Enough of the convincing and let’s start using Linux. First we need to choose a Linux flavor and this is the most fun part. Choosing a Linux for the first time is like Harry Potter choosing a Magic Wand. Every Linux flavours runs the same solid Linux base underneath which we call “Kernel” and different Linux flavours are called “Distributions”.
There are hundred of distributions available and all of them are listed on Distrowatch in order of their popularity. Ubuntu, Linux Mint, Fedora, Debian and Open Suse are some of the famous Linux distributions but if you want something familiar to Windows XP then you better stick to Linux Mint or if you are feeling adventurous you can try the Unity interface in Ubuntu, Gnome in Fedora or KDE in Open Suse. Unity, Gnome, KDE are the names of different kind of user interfaces which we call “Desktop Environments”. These DEs will be fine on even older systems but if you are going to use Linux on something very ancient you can use the lightweight DEs like XFCE and LXDE as they are very lightweight and offer simpler user interface.

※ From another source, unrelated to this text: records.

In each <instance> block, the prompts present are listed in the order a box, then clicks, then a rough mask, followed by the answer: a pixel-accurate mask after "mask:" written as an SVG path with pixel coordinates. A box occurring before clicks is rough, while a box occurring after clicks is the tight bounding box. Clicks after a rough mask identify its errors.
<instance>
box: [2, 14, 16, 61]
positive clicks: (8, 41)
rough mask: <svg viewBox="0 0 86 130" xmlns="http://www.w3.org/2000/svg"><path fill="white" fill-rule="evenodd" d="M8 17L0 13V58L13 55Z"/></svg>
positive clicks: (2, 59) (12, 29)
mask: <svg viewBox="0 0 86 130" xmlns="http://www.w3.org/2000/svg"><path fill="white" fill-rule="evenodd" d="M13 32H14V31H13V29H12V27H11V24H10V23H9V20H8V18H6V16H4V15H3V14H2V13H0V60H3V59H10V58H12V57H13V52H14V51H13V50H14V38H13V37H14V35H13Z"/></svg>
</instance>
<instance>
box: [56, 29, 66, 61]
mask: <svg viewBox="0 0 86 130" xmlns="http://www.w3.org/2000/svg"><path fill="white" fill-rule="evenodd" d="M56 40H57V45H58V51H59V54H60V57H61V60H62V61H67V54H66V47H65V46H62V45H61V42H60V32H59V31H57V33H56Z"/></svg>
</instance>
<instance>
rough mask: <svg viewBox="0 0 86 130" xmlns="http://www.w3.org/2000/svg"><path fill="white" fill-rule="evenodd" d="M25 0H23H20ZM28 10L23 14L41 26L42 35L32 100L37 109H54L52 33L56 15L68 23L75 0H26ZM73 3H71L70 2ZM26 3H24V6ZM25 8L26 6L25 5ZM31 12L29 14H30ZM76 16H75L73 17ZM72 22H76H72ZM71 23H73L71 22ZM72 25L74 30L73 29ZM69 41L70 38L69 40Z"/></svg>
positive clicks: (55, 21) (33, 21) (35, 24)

So that’s it, choose the Linux distribution you like and start using it. Linux is free, stable and secure, what more you can ask for and if you feel lucky you can donate some money to the Linux Foundation for all the awesome work those guys do. I won’t be writing any installations tutorials as there are tons of them on internet. I am already helping my friends online and offline in their switch to Linux, you should start using Linux and help your friends.